1938 wurde van der Keuken in Amsterdam geboren. 1955 veröffentlichte er sein erstes Fotobuch: „Wir sind 17“. Weitere Fotobände folgten. Er schrieb viel über Film und Fotografie. Und vor allem hat er seit 1960 ungefähr 50 Filme gedreht, in denen es anfangs vor allem um die Welt der Wahrnehmungsspezialisten – Blinde, Taube, Künstler – ging und seit Anfang der Siebzigerjahre immer mehr um den Nord-Süd-Konflikt, um den Kapitalismus, den Fluss des Geldes (u. a. „I love Money“) und Ökologie. Er drehte einen Werbefilm gegen die Cruise Missiles, produzierte in den Siebzigern für das „Niederländische Palästina Komitee“ („Die Palästinenser“) und für die „Niederländische Vereinigung zum Erhalt des Wattenmeers“.

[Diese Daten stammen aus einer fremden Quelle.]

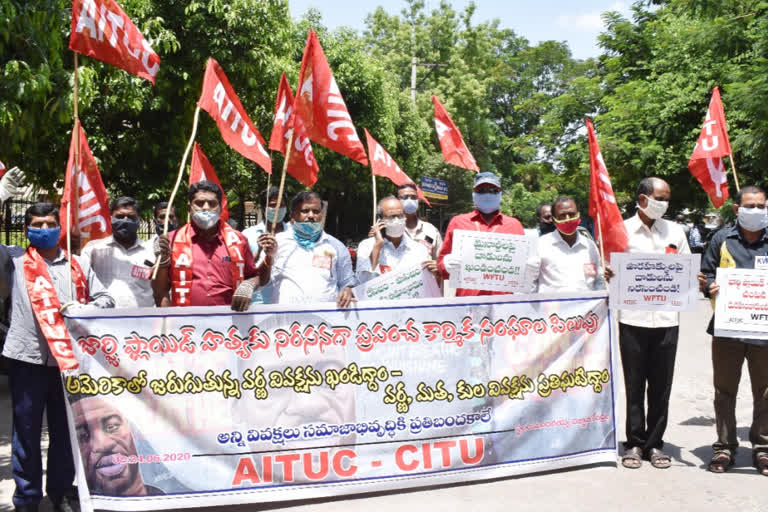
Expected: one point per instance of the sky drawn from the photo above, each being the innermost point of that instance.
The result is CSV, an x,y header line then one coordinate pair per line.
x,y
576,22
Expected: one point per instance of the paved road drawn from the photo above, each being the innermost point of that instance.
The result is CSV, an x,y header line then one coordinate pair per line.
x,y
685,486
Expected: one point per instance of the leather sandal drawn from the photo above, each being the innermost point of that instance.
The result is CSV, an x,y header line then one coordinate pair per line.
x,y
659,459
761,462
721,461
633,458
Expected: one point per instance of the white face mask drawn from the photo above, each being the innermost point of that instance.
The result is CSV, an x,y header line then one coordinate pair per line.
x,y
753,219
271,217
395,228
410,206
655,209
205,219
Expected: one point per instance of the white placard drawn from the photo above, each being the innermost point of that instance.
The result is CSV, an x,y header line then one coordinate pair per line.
x,y
741,306
491,261
655,282
410,282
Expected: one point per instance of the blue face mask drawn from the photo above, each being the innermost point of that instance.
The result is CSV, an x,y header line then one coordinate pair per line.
x,y
307,233
487,203
43,238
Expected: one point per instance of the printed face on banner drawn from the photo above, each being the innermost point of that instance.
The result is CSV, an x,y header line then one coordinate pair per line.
x,y
242,408
104,437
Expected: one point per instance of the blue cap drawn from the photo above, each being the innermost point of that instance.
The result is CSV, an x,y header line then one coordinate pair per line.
x,y
487,177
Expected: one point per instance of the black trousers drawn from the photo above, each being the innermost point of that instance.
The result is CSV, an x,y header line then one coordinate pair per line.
x,y
648,358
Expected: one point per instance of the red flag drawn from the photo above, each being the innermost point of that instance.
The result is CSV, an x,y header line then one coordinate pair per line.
x,y
100,29
89,200
237,130
383,165
321,107
201,169
451,142
706,162
602,201
283,110
302,164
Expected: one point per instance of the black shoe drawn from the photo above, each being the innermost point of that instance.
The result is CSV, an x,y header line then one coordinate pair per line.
x,y
67,504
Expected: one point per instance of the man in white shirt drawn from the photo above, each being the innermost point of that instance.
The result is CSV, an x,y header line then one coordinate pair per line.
x,y
273,219
389,248
648,339
123,262
567,260
311,265
416,229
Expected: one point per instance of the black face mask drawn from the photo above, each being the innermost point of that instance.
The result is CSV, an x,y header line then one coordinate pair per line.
x,y
124,230
546,227
159,227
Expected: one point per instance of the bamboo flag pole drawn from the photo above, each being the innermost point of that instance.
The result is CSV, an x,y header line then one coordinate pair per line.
x,y
735,176
282,176
600,239
178,181
373,178
75,181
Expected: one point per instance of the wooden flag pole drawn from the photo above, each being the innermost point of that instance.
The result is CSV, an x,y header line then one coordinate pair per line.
x,y
373,179
735,176
178,181
75,180
282,177
600,238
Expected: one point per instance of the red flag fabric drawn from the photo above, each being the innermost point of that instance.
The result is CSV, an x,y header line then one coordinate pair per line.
x,y
602,201
455,151
320,105
220,101
201,169
302,164
384,165
101,30
283,110
706,162
90,203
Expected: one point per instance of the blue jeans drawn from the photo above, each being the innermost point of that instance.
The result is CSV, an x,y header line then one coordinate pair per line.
x,y
35,388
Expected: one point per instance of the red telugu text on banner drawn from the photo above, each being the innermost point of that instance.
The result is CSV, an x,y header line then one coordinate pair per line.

Wie nur wenige hatte er sein politisches Engagement mit musikalischen und poetischen Elementen verbunden, ohne dabei die Menschen, von denen er erzählte, zu verraten. Einmal sagte er, dass „meine Filme eine schwere Hand haben“. Am Anfang von „Das Auge über dem Brunnen“ („Above the well“, 1990), in dem indische Tänzerinnen zeigen, wie schwer es ist, so elegant wie ein Elefant zu tanzen, hatte er die Geschichte vom Mann erzählt, der von einem Tiger verfolgt wird: Um sich zu retten, klettert der Mann auf einen Baum. „Der Zweig, an dem er hängt, neigt sich gefährlich über einen ausgetrockneten Brunnen. Mäuse nagen an dem Zweig. Unter ihm, auf dem Boden des Brunnens, sieht er einen Haufen sich ringelnder Schlangen. Aus der Wand des Brunnens sprießt ein Grashalm, und auf der Spitze des Grashalms sitzt ein Tropfen Honig. Er leckt den Honig ab. Dies geschieht in einer geträumten Welt, die sich tausendmal wiederholt. Dies geschieht in der einzigen Welt, die wir haben.“ Und: „Ich bin dabei“, sagte der Filmer am Schluss, „und ich sehe es wie in einem Traum.“

Nosh van der Lely, seine Frau und ständige Mitarbeiterin, die immer für den klaren Ton seiner Filme zuständig war, sagt irgendwann in „De grote Vakantie“, dass wir Menschen im Innern eigentlich leer seien und gleichzeitig nie allein. Immer sind die anderen noch dabei und die Dinge dieser Welt. Im körnigen Fernsehbild sah man später Kosovoflüchtlinge, und auch im Körper van der Keukens gab es Soldaten und Flüchtlinge. In „De grote Vakantie“ gibt es eine Szene, in der sich van der Keuken mit seinem Arzt in Utrecht über seine Krankheit unterhält. Mit seiner ruhigen, klugen Stimme sprach er von seiner Scham, als Todkranker nicht mehr so zu sein wie die anderen. Es ging um eine Hormonbehandlung und dass die Sexualität dabei weggeht und dass es vielleicht besser gewesen wäre, wenn man die Prostata schon 1995 entfernt hätte.

Man sieht dann das Gesicht des Arztes, wie er ein bisschen entschuldigend lacht. Denn der Tod passiert ja immer nur den anderen und nie einem selbst.